Naturally, class will out: the posh people simply can’t help but prove terribly refined while the low-lifes remain crude and comic. And there’s not a jot of will-they-won’t-they. They so obviously will – indeed, both pairs are engaging in manipulative tricks so the other will prove the extent of their romantic will-power. Still, there’s an irresistible symmetry to the story, and in Paul Miller’s trotting production it’s easy to be scooped along for a fine old ride.
That’s partly because Miller has quite rightly followed Fowles’ own note that the driver of the play is "violent physical attraction". This is an hour and a half of lust-at-first-sight, of pure infatuation, in all its knee-trembling, giddy glory. Chemistry smoulders in all four corners of the stage. Claire Lams as Louisa the maid snaps her fan and bats her eyelashes, but her seduction techniques are soon fired by real love; as John Brass the manservant, Keir Charles’ trouser twitching and tackle-rearranging ain’t subtle, but his vulgar impersonation of a foppish lord amuses.
Ashley Zhangazha has a noble desperation as the rich, straight-man suitor Richard, but the real star of the night is Dorothea Myer-Bennett, whose Sylvia is very much the heroine of the play. The most multifaceted character, one minute she’s coolly supercilious and the next utterly love-sick, and Myer-Bennett oscillates between feistily confident lucidity and tremulous heart-sore panic, while always imbuing this woman with real intelligence.
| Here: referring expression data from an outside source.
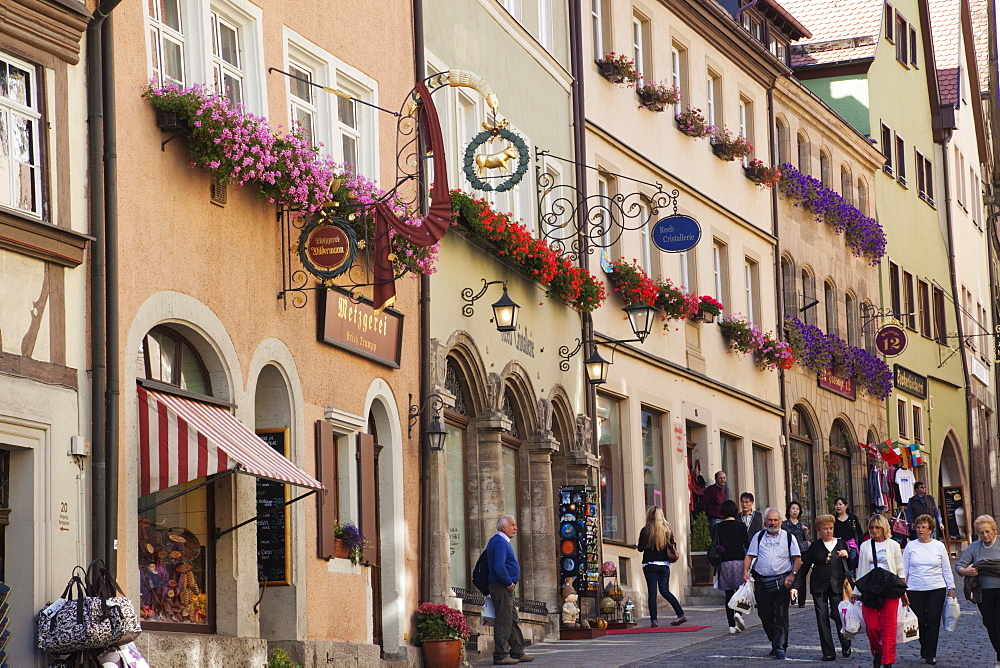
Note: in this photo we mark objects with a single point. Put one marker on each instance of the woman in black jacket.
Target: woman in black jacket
(731, 543)
(654, 538)
(830, 560)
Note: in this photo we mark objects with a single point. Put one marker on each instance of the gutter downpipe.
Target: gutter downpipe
(969, 428)
(778, 287)
(425, 343)
(103, 210)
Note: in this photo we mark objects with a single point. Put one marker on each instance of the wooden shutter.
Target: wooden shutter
(326, 501)
(367, 495)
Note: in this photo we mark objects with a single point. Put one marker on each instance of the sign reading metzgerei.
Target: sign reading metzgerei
(355, 327)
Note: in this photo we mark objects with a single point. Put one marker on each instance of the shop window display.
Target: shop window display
(174, 556)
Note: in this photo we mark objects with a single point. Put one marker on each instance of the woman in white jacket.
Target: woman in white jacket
(880, 623)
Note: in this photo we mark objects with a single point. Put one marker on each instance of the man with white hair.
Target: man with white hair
(504, 574)
(777, 563)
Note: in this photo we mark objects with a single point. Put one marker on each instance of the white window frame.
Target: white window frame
(33, 116)
(156, 32)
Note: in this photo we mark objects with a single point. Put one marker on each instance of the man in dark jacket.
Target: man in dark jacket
(505, 572)
(830, 560)
(921, 503)
(752, 519)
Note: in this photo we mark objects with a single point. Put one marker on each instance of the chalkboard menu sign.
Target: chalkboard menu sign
(954, 511)
(578, 538)
(273, 554)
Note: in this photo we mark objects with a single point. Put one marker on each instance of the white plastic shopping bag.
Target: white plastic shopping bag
(850, 617)
(743, 600)
(907, 625)
(489, 612)
(949, 620)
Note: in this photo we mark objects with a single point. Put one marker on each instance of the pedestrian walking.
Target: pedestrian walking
(794, 525)
(927, 571)
(921, 503)
(830, 562)
(880, 551)
(504, 574)
(773, 557)
(847, 526)
(656, 541)
(986, 549)
(712, 499)
(731, 537)
(752, 520)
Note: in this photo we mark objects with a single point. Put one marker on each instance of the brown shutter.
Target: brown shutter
(326, 501)
(367, 495)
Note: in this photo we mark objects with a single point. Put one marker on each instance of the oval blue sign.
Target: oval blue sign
(676, 234)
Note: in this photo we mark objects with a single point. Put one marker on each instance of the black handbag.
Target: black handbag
(879, 584)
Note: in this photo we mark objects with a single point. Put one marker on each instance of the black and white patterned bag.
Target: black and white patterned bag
(77, 622)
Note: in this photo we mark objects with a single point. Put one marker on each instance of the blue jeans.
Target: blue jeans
(658, 578)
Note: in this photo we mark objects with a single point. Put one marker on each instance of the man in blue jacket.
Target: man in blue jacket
(505, 572)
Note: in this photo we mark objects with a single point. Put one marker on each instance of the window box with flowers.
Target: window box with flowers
(729, 146)
(514, 243)
(619, 69)
(746, 338)
(820, 352)
(761, 174)
(658, 96)
(240, 148)
(863, 235)
(692, 123)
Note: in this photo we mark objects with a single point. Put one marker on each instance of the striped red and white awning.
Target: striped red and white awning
(181, 440)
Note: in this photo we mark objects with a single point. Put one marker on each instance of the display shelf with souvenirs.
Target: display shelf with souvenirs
(614, 607)
(579, 539)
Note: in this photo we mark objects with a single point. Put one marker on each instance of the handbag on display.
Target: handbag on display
(76, 622)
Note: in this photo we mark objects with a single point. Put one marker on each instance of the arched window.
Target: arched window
(824, 168)
(851, 310)
(809, 303)
(846, 184)
(176, 548)
(802, 145)
(782, 137)
(802, 483)
(831, 307)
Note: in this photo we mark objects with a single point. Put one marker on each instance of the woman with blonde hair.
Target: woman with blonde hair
(656, 542)
(985, 554)
(880, 551)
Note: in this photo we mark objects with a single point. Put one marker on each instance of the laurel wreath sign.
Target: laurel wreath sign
(469, 165)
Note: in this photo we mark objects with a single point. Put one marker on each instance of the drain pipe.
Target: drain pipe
(105, 376)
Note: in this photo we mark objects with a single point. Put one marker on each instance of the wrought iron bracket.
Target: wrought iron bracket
(433, 401)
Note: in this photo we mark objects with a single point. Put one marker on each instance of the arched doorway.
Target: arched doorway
(801, 443)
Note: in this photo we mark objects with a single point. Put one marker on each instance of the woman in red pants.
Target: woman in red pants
(880, 552)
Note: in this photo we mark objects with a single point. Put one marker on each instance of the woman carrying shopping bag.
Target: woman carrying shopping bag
(986, 549)
(656, 542)
(880, 613)
(927, 571)
(731, 537)
(829, 561)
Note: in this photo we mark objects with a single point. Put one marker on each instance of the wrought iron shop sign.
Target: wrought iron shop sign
(834, 383)
(909, 382)
(676, 234)
(353, 325)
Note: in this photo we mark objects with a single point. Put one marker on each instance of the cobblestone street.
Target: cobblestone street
(967, 646)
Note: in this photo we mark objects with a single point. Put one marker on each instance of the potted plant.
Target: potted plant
(350, 542)
(761, 174)
(658, 96)
(692, 123)
(708, 309)
(619, 68)
(729, 146)
(701, 541)
(441, 631)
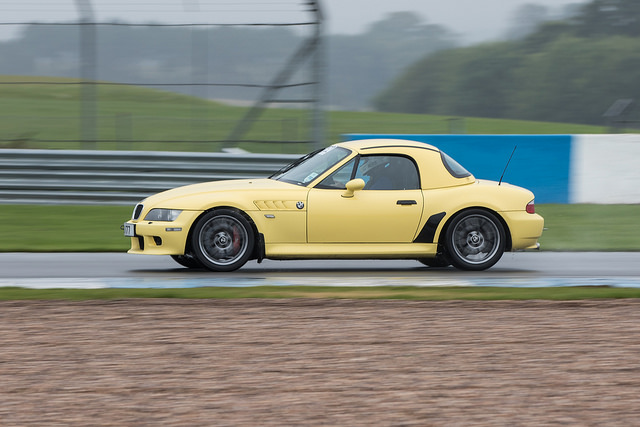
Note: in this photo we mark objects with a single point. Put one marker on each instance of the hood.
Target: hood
(180, 195)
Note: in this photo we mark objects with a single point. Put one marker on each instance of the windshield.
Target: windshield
(309, 167)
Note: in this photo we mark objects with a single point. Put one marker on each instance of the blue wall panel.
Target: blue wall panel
(541, 162)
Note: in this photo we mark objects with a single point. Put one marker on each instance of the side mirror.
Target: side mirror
(353, 186)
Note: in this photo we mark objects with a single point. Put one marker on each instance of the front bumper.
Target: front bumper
(162, 237)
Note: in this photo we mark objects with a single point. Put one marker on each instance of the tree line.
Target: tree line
(358, 66)
(569, 70)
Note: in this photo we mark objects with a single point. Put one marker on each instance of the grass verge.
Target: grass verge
(372, 293)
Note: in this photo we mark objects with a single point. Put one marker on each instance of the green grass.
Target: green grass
(386, 292)
(33, 228)
(30, 115)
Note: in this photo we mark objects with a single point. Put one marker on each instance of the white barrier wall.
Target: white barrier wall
(605, 169)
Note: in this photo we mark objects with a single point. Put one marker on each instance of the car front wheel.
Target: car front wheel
(223, 240)
(475, 240)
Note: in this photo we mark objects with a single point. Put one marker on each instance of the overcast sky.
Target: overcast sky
(472, 20)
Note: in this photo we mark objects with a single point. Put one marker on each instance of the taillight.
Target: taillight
(531, 207)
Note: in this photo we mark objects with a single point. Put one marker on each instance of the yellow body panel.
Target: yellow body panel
(303, 221)
(367, 217)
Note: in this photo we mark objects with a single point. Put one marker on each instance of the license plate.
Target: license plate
(129, 230)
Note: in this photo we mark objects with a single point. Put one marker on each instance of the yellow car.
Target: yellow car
(378, 198)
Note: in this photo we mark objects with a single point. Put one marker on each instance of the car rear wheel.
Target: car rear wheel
(475, 240)
(223, 240)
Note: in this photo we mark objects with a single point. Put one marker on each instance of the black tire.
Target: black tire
(475, 240)
(223, 240)
(187, 260)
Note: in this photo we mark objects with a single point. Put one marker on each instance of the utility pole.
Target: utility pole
(88, 67)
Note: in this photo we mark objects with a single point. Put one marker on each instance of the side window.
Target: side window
(388, 173)
(339, 178)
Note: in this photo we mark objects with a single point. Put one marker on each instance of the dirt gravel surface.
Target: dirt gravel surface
(319, 362)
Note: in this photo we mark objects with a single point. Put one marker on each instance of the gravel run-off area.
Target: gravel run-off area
(319, 362)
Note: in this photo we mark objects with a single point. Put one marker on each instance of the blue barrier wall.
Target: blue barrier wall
(541, 163)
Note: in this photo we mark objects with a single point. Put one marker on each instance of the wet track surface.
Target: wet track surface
(98, 270)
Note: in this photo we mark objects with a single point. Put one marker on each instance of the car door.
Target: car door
(387, 210)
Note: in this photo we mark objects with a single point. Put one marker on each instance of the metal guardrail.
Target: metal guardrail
(74, 177)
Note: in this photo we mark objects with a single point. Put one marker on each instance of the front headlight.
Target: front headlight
(162, 215)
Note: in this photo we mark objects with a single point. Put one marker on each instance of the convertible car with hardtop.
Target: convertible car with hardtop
(367, 199)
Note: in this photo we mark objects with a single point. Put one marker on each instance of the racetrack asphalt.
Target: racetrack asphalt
(121, 270)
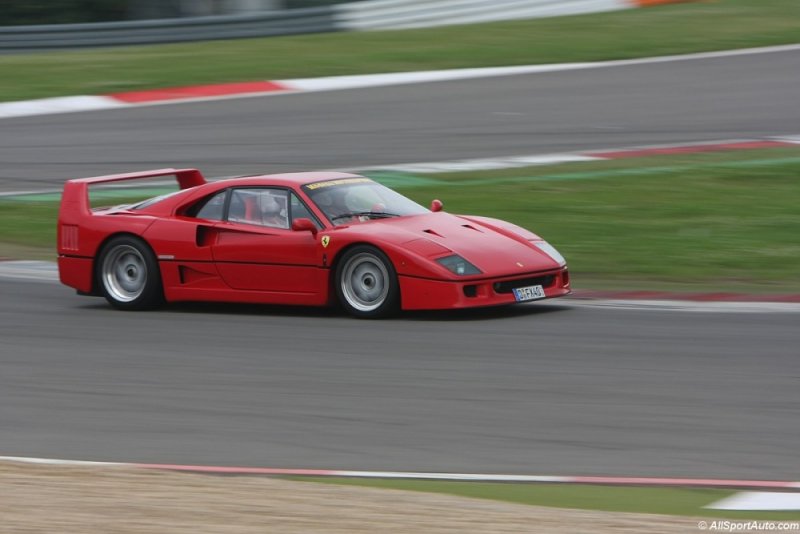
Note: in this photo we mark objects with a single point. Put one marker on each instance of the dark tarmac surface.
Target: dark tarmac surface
(698, 100)
(539, 389)
(535, 389)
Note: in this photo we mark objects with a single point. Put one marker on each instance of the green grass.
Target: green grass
(670, 29)
(668, 501)
(723, 221)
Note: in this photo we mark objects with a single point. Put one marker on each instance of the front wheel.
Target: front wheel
(128, 275)
(366, 283)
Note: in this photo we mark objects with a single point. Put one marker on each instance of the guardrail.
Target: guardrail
(273, 23)
(399, 14)
(352, 16)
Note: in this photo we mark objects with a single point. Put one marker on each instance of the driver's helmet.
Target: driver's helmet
(271, 211)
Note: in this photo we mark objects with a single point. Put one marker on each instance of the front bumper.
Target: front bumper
(425, 294)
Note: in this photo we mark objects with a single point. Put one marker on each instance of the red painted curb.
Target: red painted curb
(197, 91)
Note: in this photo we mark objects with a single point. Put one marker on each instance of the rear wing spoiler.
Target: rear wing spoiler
(75, 198)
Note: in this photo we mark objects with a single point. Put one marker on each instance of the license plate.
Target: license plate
(522, 294)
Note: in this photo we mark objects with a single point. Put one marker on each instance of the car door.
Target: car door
(255, 249)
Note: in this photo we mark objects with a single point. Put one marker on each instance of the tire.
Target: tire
(366, 283)
(128, 274)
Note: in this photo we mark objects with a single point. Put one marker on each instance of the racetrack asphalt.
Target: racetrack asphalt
(535, 389)
(750, 96)
(545, 388)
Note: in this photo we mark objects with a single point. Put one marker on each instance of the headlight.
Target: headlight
(458, 265)
(551, 251)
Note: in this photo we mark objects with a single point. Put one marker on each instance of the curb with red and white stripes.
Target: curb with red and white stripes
(197, 93)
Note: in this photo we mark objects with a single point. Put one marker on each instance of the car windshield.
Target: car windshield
(349, 200)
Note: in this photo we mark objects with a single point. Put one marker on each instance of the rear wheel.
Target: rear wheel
(128, 275)
(366, 283)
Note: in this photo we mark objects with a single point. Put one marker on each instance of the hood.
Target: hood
(495, 247)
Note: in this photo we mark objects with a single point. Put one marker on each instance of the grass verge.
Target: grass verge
(723, 221)
(669, 29)
(666, 501)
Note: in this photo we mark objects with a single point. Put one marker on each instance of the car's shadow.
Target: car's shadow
(471, 314)
(461, 315)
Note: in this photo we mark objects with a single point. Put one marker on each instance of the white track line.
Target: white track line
(70, 104)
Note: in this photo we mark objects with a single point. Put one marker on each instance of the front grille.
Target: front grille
(509, 285)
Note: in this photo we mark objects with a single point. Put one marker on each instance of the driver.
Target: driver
(271, 212)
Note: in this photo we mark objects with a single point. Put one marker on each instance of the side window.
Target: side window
(211, 208)
(260, 206)
(300, 211)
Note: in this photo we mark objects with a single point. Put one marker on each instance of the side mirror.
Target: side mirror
(304, 225)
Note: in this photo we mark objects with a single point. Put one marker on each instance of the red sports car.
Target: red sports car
(301, 238)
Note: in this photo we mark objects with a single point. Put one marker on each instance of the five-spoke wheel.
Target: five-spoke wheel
(366, 283)
(128, 274)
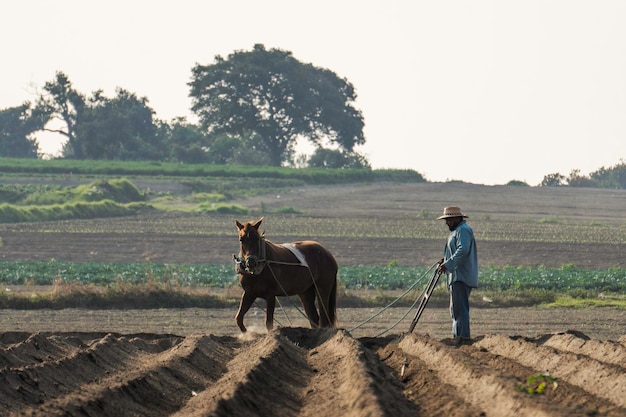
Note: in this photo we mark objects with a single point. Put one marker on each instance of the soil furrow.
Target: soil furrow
(350, 380)
(420, 383)
(479, 384)
(150, 384)
(264, 378)
(605, 380)
(35, 349)
(576, 342)
(44, 381)
(571, 398)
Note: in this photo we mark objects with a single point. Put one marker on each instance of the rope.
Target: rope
(395, 301)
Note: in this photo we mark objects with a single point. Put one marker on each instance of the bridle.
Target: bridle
(251, 264)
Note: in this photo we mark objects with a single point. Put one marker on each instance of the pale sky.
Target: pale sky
(478, 91)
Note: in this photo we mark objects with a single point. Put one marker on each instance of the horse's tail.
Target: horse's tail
(332, 305)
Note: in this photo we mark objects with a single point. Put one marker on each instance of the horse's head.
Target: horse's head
(251, 259)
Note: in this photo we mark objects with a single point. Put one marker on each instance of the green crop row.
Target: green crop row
(566, 278)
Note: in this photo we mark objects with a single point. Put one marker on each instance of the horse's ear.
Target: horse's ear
(258, 223)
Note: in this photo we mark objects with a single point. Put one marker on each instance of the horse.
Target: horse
(267, 270)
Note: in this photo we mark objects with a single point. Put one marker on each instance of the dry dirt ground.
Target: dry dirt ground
(193, 362)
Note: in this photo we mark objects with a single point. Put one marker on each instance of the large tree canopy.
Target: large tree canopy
(61, 102)
(16, 126)
(271, 96)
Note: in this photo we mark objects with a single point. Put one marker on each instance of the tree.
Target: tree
(575, 179)
(270, 96)
(118, 128)
(330, 158)
(186, 142)
(61, 102)
(16, 125)
(553, 180)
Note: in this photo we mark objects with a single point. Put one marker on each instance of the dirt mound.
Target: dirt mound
(302, 372)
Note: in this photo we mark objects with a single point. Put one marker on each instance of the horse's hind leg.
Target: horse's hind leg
(244, 306)
(269, 312)
(308, 303)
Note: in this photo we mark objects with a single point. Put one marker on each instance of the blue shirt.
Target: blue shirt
(460, 256)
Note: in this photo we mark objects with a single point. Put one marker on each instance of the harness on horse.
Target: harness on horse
(254, 265)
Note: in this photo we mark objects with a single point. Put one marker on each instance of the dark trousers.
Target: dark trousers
(459, 309)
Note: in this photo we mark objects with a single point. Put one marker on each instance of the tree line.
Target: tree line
(253, 108)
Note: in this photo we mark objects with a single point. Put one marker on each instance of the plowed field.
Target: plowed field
(521, 362)
(294, 371)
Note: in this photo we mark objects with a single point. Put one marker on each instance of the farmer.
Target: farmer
(460, 263)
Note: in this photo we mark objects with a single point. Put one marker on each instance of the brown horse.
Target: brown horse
(267, 270)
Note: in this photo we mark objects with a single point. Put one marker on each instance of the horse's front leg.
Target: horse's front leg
(244, 306)
(269, 313)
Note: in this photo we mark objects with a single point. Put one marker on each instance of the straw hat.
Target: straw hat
(451, 212)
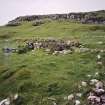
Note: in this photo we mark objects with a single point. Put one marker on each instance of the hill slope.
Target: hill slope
(37, 76)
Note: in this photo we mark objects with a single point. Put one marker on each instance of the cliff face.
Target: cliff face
(83, 17)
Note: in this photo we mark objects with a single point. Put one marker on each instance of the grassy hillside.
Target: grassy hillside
(36, 76)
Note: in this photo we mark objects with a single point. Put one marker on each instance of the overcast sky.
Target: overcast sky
(10, 9)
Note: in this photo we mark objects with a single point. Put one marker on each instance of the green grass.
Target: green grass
(39, 75)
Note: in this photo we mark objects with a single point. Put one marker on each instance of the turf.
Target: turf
(36, 75)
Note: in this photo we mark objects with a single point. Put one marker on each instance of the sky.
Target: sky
(10, 9)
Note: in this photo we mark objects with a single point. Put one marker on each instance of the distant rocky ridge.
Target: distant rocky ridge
(96, 17)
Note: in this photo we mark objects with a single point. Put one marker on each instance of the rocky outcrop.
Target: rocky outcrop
(97, 17)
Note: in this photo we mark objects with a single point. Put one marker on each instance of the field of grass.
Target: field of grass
(36, 76)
Maviraux was famous enough for his sparkling style that the somewhat disparaging term ‘marivaudage’ was coined after him. There’s certainly a fizzy wit to Fowles’ translation, which updates the action to Regency England, but it does still sound thoroughly mannered. This isn’t really a problem: the play’s all about pretence and performance, after all. Miller ups this by having the cast, in this intimate in-the-round space, address lots of scoffing or scornful lines very directly to the audience.
Simon Daw’s set stages the whole thing under a canopy of roses and tealights, which cues you in to the romantic tone. Miller is not interested in exploring potential murkiness: the weird cruelty of deceiving someone you love as a test is glossed, and any queasiness at the fact that it’s Sylvia’s father who gleefully gets the whole trick going – and that she at one point pretends, ew, to fancy her brother to further dupe Richard – are mostly played for blustery laughs.
It’s all as frothy and bustling as a Regency frock, and about as relevant to the modern day. But it certainly makes for an enjoyable evening, and has an elevating performance at its heart.
The Lottery of Love is at the Orange Tree Theatre until 13 May.